Anna menggenggam roknya, menahan diri agar tidak gemetar. “Aku tidak tahan. Aku merasa terkurung.”
Damien berdiri di hadapannya. “Kau ingin kabur? Kau benar-benar ingin meninggalkan tempat ini, setelah aku menjanjikanmu segalanya?”
“Aku tidak butuh semuanya. Aku hanya butuh keluargaku,” tantang Anna, suaranya bergetar.
Damien langsung menariknya dan membawanya kembali ke kamar.
"Kau mau pergi? Jangan bermimpi, Anna.“Apa permainanku terlalu kasar bagimu, hm?” Damien bertanya tepat di depan Anna.
Anna tak mampu menjawab.
“Aku sudah menekan egoku agar kau bisa menikmati setiap malam denganku, aku buang sisi egoisku. Aku buat cairan kau keluar terlebih dahulu berkali-kali. Apa itu masih kurang menurutmu? Apa Lucianmu itu bisa melewati kemampuanku, hm?”
Anna berusaha memalingkan wajah, tapi Damien kembali menarik dagunya agar tatapannya fokus padanya. Ia paling tidak suka jika dirinya sedang berbicara tapi lawan bicaranya tak menatap matanya.
“Jawab aku, Anna? Atau kau sebenarnya lebih suka dengan permainan yang sedikit kasar? Iya?”

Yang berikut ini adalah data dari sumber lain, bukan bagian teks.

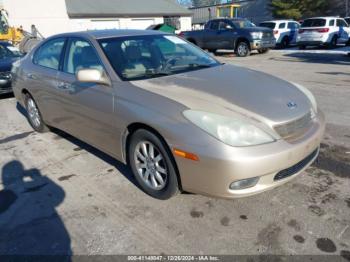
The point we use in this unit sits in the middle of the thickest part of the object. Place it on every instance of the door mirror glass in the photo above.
(93, 76)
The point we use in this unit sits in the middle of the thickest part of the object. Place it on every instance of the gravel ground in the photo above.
(61, 196)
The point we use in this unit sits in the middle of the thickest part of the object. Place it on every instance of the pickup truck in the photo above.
(238, 34)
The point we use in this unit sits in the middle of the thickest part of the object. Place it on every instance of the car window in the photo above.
(341, 22)
(143, 57)
(314, 22)
(49, 54)
(270, 25)
(243, 23)
(292, 25)
(224, 25)
(81, 55)
(214, 25)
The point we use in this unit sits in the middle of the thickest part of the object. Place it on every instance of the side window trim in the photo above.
(67, 49)
(36, 52)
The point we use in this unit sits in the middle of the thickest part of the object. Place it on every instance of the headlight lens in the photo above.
(309, 95)
(256, 35)
(233, 132)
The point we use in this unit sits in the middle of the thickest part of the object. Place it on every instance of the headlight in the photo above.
(233, 132)
(309, 95)
(256, 35)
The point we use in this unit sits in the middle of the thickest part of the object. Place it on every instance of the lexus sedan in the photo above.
(182, 120)
(8, 55)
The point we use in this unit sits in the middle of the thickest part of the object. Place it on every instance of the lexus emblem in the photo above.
(292, 105)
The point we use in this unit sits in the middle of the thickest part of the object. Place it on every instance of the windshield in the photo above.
(243, 23)
(268, 25)
(143, 57)
(314, 23)
(9, 51)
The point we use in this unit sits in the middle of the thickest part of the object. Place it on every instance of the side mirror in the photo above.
(93, 76)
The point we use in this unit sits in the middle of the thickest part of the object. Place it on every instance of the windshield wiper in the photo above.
(199, 65)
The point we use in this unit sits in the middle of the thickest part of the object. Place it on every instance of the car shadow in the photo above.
(6, 96)
(29, 222)
(122, 168)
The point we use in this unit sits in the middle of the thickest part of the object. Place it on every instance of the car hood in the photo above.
(230, 88)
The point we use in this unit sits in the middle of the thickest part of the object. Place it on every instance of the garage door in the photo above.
(140, 23)
(104, 24)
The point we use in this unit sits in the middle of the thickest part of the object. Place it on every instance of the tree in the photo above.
(198, 3)
(296, 9)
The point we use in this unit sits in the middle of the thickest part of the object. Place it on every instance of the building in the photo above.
(254, 10)
(57, 16)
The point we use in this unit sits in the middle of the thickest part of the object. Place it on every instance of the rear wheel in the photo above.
(334, 42)
(242, 49)
(152, 165)
(34, 115)
(285, 42)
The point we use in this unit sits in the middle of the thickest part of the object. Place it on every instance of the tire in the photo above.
(155, 172)
(34, 116)
(284, 43)
(242, 49)
(263, 51)
(334, 42)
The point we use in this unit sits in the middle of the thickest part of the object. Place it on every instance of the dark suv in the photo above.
(238, 34)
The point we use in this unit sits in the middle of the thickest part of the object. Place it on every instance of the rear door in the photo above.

Lagi-lagi Anna hanya diam.
“Kalau tak bisa menjawab, biar kuberikan sensasi lain malam ini agar kau bisa bersyukur dengan permainanku di malam-malam sebelumnya!” ancam Damien.

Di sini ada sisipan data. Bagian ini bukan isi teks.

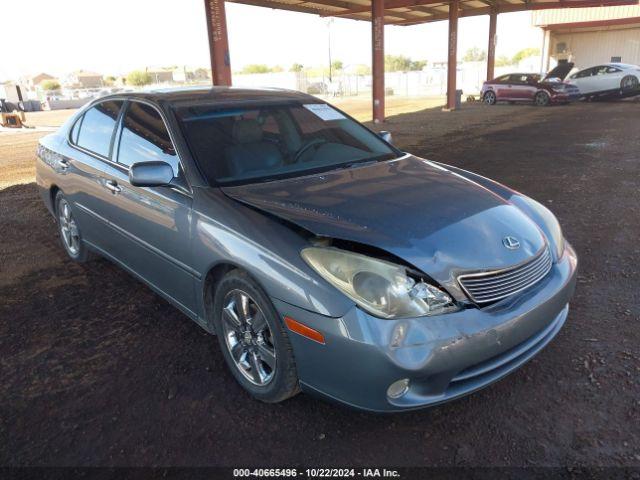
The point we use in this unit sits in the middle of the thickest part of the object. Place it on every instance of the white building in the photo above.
(590, 36)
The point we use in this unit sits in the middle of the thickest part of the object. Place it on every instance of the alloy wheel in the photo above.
(542, 99)
(248, 337)
(68, 228)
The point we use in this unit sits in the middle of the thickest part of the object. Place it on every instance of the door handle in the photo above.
(112, 186)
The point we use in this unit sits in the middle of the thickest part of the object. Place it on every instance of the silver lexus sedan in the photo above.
(322, 257)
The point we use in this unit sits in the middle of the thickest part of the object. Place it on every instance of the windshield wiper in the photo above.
(366, 161)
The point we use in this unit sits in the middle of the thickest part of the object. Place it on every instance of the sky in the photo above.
(116, 36)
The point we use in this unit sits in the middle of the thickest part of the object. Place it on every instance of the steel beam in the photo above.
(218, 42)
(452, 63)
(491, 50)
(377, 61)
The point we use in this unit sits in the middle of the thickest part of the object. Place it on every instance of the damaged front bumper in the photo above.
(443, 357)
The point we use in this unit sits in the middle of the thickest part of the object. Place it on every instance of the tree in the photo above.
(138, 78)
(400, 63)
(50, 85)
(417, 65)
(256, 68)
(525, 53)
(474, 55)
(396, 63)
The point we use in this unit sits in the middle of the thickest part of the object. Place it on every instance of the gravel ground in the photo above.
(98, 370)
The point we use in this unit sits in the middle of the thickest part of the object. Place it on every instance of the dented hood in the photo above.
(432, 218)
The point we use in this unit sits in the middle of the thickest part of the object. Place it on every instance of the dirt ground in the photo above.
(98, 370)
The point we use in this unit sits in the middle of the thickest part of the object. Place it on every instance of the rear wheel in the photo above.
(629, 84)
(69, 230)
(542, 99)
(253, 339)
(490, 98)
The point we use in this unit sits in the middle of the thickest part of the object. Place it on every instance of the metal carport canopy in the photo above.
(387, 12)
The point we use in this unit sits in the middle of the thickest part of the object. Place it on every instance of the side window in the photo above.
(145, 138)
(95, 129)
(75, 130)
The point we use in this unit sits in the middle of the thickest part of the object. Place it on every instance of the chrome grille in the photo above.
(491, 286)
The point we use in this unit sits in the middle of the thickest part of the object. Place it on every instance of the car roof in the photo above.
(214, 95)
(622, 65)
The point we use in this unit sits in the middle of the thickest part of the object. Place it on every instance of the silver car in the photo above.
(322, 257)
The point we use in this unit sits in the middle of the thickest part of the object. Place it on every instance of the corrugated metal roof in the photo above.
(413, 12)
(596, 14)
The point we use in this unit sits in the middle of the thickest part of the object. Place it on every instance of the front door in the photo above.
(153, 225)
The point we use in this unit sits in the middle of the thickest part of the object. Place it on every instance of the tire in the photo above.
(490, 98)
(629, 84)
(253, 339)
(542, 99)
(70, 236)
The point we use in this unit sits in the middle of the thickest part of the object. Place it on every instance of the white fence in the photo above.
(430, 81)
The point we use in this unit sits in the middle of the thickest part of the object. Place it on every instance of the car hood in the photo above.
(434, 219)
(560, 71)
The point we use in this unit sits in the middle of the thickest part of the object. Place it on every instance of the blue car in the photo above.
(323, 258)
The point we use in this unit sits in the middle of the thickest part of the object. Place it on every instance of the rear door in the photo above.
(521, 88)
(612, 77)
(153, 224)
(586, 80)
(503, 87)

Tangan Damien dan lidahnya bergerak perlahan. Anna sudah tak kuat menahan serangan Damien, tapi jauh di dalam hatinya ia tak mau berlama-lama meninggalkan Lucian. Ia harus menepati janjinya untuk kembali pada Lucian.

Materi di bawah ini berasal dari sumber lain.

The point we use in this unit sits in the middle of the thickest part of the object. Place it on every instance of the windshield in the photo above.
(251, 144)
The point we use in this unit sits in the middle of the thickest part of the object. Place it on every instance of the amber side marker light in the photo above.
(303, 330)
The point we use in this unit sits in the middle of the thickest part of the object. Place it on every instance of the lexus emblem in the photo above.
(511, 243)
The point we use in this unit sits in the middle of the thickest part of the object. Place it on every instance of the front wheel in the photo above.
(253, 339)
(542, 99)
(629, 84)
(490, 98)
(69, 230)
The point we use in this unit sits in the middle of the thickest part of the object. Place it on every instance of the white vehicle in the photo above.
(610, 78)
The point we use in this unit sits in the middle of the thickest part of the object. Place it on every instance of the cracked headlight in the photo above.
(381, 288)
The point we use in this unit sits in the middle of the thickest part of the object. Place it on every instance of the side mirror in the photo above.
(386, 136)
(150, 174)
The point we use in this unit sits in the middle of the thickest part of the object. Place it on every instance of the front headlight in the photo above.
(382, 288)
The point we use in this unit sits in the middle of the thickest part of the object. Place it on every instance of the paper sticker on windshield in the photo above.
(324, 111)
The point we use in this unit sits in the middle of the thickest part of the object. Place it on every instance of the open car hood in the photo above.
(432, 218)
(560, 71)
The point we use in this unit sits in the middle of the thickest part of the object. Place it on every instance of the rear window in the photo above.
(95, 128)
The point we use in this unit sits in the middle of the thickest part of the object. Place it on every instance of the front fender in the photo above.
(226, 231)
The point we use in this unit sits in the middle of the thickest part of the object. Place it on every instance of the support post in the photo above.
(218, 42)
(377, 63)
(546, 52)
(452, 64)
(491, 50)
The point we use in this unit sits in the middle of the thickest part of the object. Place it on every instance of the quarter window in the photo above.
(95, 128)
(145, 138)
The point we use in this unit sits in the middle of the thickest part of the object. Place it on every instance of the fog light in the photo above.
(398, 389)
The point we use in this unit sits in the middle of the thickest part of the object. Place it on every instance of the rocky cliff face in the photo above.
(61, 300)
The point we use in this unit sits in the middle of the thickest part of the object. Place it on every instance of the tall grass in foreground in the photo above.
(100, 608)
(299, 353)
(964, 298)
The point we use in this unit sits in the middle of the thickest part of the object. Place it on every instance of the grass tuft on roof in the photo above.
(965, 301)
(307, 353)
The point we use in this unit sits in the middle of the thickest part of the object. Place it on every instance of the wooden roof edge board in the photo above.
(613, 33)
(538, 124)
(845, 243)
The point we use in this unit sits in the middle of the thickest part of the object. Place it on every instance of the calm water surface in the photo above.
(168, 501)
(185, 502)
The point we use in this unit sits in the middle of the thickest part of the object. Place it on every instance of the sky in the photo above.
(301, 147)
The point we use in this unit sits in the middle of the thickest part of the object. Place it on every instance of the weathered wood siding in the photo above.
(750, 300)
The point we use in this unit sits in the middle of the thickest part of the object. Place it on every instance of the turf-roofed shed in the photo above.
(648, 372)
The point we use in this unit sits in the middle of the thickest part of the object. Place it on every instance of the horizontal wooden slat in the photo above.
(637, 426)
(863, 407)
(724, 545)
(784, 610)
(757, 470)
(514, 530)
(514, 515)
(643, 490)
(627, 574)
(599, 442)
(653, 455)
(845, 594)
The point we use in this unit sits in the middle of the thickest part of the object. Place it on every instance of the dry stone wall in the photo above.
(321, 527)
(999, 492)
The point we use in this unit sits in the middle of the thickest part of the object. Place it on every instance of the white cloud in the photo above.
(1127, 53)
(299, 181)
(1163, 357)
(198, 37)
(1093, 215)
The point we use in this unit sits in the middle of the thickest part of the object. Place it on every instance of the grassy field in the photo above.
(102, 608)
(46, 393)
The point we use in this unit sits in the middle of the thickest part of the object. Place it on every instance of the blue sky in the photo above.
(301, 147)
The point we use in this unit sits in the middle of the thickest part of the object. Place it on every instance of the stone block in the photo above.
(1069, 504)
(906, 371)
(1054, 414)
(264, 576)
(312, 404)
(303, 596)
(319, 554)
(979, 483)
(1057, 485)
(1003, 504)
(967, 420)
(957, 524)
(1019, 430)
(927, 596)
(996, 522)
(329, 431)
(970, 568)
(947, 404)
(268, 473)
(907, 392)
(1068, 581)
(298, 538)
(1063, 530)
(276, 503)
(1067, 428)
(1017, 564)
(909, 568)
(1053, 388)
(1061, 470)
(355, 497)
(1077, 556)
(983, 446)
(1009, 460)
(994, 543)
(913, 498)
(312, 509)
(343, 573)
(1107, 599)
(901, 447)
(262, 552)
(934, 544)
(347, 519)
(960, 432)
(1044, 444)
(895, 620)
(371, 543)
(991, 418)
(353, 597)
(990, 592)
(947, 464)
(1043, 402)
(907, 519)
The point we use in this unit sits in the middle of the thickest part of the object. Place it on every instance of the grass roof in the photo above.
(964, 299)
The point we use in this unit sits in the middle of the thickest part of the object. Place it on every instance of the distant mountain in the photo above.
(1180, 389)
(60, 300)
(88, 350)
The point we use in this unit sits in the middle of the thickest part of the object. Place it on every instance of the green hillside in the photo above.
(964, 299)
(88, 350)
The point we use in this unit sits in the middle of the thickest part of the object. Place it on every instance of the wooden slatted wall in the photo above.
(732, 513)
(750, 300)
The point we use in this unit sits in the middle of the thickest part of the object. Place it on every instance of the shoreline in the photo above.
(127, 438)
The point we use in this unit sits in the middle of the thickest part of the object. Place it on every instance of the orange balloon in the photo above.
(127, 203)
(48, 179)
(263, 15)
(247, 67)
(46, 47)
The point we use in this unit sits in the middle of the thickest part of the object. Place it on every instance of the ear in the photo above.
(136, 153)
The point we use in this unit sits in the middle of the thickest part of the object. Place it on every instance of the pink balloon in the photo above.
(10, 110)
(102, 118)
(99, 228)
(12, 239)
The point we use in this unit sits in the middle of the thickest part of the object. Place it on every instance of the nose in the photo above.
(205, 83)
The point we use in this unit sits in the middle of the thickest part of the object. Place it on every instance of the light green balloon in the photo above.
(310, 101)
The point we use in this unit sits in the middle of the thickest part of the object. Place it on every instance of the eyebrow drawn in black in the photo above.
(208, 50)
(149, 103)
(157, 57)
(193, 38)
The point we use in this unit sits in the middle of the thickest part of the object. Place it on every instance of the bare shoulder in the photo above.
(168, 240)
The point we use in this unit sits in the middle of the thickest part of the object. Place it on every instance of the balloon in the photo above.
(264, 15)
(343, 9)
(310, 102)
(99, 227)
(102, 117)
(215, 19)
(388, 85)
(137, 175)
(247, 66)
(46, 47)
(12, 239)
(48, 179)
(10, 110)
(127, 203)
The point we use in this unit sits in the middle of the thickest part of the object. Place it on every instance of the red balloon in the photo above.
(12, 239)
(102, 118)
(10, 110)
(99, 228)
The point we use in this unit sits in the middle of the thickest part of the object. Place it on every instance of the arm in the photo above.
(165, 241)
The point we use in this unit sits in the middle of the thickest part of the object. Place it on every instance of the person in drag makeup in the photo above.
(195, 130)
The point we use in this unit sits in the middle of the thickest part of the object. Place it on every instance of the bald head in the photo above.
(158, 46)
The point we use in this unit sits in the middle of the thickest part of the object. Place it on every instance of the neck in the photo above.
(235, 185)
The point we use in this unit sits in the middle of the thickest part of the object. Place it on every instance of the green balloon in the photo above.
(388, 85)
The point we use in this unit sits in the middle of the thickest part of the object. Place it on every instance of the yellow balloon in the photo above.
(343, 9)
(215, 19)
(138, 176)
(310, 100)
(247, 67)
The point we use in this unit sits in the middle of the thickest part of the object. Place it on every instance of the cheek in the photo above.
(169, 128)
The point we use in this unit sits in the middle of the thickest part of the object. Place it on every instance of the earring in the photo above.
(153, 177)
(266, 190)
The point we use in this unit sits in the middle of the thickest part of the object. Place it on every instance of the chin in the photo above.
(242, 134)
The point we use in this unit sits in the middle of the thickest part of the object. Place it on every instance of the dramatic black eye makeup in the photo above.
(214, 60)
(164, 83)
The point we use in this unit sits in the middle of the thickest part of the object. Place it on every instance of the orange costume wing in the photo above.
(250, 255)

“Ehmmm…. kumohon… ahhh… Lepaskan aku!” akhirnya Anna bersuara.
Untuk sesaat, hanya keheningan yang terdengar. Sampai akhirnya Damien tertawa kecil, tawa getir.
“Baiklah.” Ia melangkah mundur. “Kalau begitu, silakan pergi.” ucap Damien tiba-tiba.
Anna menatapnya, bingung. “A-pa?”
“Pergi.” Damien menunjuk ke arah tangga. “Pintu utama tidak dikunci malam ini. Aku sengaja tidak memerintahkan siapa pun menjaga gerbang. Kau bisa kabur sekarang.”
Anna tak percaya. Tanpa banyak berpikir, ia melangkah pelan ke arah tangga. Tapi belum sampai lima langkah, suara Damien kembali terdengar.
“Tapi… kau tahu kan, Anna? Begitu kau keluar dari rumah ini, tidak ada yang akan melindungimu.”
Langkahnya berhenti seketika.
“Aku bisa menjamin satu hal. Mereka yang menyuruhmu menikahiku akan membunuhmu karena gagal. Dan jika kau kembali ke tempat awalmu… kau akan jadi alat, lagi. Bahkan lebih parah dari sebelumnya.”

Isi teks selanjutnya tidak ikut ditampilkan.